L’apostolo Paolo disse a Timoteo di ponderare o meditare sulla propria condotta, sul proprio ministero e insegnamento. In qualità di sorvegliante, Timoteo doveva stare particolarmente attento a insegnare sana dottrina e a condurre una vita esemplare. — 1Tm 4:15.
Meditazione sbagliata. Dopo essere stati arrestati dal capitano del tempio ed essere stati minacciati dalle autorità ebraiche, che ingiunsero loro di non insegnare più nel nome di Gesù, gli apostoli Pietro e Giovanni tornarono dagli altri discepoli. Questi pregarono Dio rifacendosi alle parole profetiche di Davide: “‘Perché le nazioni son divenute tumultuose e i popoli han meditato cose vuote?’ . . . E sia Erode che Ponzio Pilato con gli uomini delle nazioni e con i popoli d’Israele si sono effettivamente radunati in questa città contro il tuo santo servitore Gesù, che tu hai unto, per fare le cose che la tua mano e il tuo consiglio avevano preordinato che avvenissero”. — At 4:1-3, 18, 21, 23-28.
Secondo il contesto le “cose vuote” di cui si parla qui non sono le cose che la gente di solito desidera nella vita, ma le cose in cui non c’è niente di buono e che sono del tutto inutili: pensieri, parole e tentativi di combattere contro Geova e contro i suoi servitori. — At 4:25.

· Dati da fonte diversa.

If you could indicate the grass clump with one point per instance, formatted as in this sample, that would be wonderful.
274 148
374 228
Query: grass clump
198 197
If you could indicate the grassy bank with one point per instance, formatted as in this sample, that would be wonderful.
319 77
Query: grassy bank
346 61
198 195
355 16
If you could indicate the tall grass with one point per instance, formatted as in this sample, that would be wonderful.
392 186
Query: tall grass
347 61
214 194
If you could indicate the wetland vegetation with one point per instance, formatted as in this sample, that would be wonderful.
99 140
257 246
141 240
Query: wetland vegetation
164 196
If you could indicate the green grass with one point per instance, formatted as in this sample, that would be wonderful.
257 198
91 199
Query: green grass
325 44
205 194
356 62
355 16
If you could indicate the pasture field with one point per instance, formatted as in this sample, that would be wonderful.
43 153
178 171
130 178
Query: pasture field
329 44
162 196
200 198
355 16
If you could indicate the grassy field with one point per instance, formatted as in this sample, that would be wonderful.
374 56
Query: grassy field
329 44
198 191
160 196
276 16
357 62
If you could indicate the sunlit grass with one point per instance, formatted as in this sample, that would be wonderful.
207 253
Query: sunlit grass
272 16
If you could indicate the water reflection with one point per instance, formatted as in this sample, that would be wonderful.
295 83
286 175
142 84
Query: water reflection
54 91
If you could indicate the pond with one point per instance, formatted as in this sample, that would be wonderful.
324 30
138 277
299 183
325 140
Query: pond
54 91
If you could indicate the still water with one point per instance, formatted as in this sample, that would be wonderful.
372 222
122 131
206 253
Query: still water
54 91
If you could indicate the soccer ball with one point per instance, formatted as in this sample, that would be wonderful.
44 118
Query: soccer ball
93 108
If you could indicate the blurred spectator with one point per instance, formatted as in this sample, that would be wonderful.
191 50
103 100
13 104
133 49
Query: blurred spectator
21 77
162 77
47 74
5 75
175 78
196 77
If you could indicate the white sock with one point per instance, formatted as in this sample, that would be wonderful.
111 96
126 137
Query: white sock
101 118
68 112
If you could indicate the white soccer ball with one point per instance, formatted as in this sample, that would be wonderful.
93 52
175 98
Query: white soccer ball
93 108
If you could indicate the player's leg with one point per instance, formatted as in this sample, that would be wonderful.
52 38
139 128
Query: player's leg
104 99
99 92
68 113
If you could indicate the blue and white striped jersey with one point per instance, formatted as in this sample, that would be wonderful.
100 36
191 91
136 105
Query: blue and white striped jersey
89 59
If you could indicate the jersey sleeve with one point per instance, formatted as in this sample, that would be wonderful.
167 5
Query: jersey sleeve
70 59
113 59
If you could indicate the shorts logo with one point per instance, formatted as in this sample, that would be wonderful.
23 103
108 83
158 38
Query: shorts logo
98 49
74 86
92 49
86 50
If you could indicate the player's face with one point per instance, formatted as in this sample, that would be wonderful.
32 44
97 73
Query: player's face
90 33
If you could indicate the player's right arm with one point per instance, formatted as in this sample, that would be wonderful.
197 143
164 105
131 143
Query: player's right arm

Il re Davide disse a proposito di coloro che lo odiavano e volevano la sua morte: “Continuano a borbottare [forma di haghàh] inganni tutto il giorno”. (Sl 38:12) Queste meditazioni non erano semplici pensieri che passavano per la mente. Erano profondamente radicate nel cuore, essendo rivolte a un’impresa malvagia. Di uomini del genere lo scrittore di Proverbi dice: “Ciò che il loro cuore continua a meditare è la spoliazione, e ciò che le loro proprie labbra continuano a pronunciare è l’affanno”. — Pr 24:2.
Gesù disse a coloro che lo odiavano: “Perché ragionate di queste cose nei vostri cuori?” (Mr 2:8) Di tutti coloro che intendono ‘reprimere la verità in modo ingiusto’, l’apostolo Paolo dice: “Hanno vaneggiato nei loro ragionamenti e il loro cuore senza intelligenza si è ottenebrato”. Una simile meditazione è fatale. — Ro 1:18, 21.